Store thread local data in thread local storage to avoid race condition with unicorn

mopp commented 3 years ago

What I did

I made Client store the socket and socket_started in thread local storage to avoid a race condition. This fix changes the behavior. the same socket was used after forked. But the client recreates the socket periodically. I believe that it will not be a serious problem.

Environment

Ruby: ruby 2.7.2p137 (2020-10-01 revision 5445e04352) [x86_64-linux] Ruby on Rails: 6.0.3.4 unicorn: 5.7.0 Docker image: ruby:2.7.2 prometheus_exporter: 0.5.3

Background

I create a new Rails application the last week. I often see the error message below.

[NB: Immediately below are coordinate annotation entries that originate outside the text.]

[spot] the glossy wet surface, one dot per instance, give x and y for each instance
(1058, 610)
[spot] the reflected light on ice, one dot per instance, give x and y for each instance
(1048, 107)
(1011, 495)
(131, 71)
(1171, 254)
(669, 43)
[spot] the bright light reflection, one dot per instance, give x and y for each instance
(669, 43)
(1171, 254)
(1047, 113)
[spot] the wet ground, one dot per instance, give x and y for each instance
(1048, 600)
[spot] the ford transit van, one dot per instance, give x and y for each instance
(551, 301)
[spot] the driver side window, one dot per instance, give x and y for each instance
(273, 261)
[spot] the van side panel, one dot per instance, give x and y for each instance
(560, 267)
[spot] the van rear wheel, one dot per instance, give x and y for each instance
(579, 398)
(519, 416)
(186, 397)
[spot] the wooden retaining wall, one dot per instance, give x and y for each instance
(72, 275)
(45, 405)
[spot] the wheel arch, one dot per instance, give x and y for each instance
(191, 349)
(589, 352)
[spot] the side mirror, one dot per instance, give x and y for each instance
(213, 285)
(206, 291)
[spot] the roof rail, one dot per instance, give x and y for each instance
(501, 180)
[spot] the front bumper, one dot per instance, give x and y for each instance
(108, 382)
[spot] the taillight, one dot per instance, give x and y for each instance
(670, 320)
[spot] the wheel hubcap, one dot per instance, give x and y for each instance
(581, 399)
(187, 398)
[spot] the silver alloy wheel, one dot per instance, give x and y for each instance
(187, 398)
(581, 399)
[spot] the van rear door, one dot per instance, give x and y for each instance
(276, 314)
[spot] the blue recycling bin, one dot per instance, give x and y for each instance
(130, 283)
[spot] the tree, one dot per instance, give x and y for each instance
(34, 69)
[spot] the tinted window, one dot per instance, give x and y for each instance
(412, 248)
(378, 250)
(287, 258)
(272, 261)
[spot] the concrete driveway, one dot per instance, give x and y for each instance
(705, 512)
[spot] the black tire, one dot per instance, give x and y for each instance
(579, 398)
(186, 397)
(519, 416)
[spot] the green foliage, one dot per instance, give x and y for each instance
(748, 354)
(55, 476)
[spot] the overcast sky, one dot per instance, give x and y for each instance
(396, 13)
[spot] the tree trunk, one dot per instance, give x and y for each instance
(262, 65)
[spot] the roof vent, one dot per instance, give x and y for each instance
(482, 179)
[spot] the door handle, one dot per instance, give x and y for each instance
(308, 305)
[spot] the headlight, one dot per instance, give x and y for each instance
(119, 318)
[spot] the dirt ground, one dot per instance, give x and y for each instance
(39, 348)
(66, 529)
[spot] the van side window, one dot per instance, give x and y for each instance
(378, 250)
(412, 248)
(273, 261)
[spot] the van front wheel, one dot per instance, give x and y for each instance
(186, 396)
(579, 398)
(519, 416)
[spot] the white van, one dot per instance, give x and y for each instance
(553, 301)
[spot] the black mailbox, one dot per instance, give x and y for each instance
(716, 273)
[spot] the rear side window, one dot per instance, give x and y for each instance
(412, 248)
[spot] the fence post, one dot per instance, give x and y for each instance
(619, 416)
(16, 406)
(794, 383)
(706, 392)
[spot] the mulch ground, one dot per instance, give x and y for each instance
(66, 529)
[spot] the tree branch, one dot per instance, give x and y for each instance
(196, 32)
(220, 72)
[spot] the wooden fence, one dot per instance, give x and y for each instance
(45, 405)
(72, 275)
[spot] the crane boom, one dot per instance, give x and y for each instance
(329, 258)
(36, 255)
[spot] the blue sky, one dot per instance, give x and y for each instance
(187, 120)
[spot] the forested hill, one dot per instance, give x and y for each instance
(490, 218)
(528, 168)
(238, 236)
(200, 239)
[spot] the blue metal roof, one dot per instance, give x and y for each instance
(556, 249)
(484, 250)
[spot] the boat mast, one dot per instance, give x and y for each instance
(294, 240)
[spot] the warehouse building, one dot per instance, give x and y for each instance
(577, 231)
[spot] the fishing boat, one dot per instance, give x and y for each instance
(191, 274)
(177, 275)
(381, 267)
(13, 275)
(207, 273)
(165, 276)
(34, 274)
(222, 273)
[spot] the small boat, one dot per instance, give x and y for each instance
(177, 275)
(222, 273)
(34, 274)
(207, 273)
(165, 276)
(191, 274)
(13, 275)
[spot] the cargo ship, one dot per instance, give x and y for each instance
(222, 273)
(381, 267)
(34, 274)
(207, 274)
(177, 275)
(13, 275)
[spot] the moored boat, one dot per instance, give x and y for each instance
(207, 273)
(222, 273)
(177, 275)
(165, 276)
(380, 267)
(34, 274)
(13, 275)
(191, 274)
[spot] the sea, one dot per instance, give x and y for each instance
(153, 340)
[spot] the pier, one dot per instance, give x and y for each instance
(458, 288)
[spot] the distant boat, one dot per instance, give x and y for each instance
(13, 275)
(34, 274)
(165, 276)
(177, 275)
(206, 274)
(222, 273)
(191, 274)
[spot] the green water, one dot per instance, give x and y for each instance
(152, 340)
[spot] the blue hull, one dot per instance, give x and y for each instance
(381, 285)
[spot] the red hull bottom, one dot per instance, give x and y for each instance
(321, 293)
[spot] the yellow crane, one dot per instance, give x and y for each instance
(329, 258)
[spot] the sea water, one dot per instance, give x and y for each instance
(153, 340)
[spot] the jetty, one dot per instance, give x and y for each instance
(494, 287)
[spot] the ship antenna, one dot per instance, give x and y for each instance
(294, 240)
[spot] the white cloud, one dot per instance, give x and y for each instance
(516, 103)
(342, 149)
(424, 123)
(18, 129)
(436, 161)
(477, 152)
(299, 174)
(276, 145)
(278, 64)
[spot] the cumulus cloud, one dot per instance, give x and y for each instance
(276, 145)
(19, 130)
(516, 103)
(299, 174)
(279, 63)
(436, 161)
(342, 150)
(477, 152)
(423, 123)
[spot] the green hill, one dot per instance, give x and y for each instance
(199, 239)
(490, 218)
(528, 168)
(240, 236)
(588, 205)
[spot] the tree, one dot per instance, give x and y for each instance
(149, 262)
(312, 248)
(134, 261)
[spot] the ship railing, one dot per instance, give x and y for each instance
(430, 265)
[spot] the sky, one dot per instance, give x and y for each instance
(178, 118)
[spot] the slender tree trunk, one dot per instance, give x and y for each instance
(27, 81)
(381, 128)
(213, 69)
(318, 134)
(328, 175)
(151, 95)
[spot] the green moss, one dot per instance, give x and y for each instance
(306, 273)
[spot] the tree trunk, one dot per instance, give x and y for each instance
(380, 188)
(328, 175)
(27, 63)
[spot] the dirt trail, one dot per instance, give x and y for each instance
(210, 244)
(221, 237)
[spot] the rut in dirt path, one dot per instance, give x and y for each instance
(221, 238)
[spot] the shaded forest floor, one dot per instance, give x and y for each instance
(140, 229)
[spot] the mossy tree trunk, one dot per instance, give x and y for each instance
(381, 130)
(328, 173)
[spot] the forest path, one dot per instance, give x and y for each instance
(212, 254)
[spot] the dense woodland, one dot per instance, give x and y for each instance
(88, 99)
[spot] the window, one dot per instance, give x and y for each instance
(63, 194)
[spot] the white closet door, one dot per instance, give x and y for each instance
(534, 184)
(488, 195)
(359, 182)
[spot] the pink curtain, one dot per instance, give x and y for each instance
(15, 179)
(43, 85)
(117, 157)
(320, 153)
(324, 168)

Once it occurs, it was repeating until I stop the container.

Prometheus Exporter, failed to send message undefined method `+' for nil:NilClass

worker_loop method outputs the error https://github.com/discourse/prometheus_exporter/blob/cf5997fa72b65a27dfe7a71db79eb072d1360ed7/lib/prometheus_exporter/client.rb#L156-L161 And the root is here https://github.com/discourse/prometheus_exporter/blob/cf5997fa72b65a27dfe7a71db79eb072d1360ed7/lib/prometheus_exporter/client.rb#L194 @socket_started has nil. It's weird. The worker_loop method caches all kinds of exceptions. As a result, it cannot recover automatically.

I found the root cause of the thing after debugging. I use Rails with unicorn. it forks the Ruby process. I configured the prometheus exporter following the README.md to monitor unicorn metrics.

# config/unicorn.rb
PrometheusExporter::Instrumentation::Process.start(type: 'master')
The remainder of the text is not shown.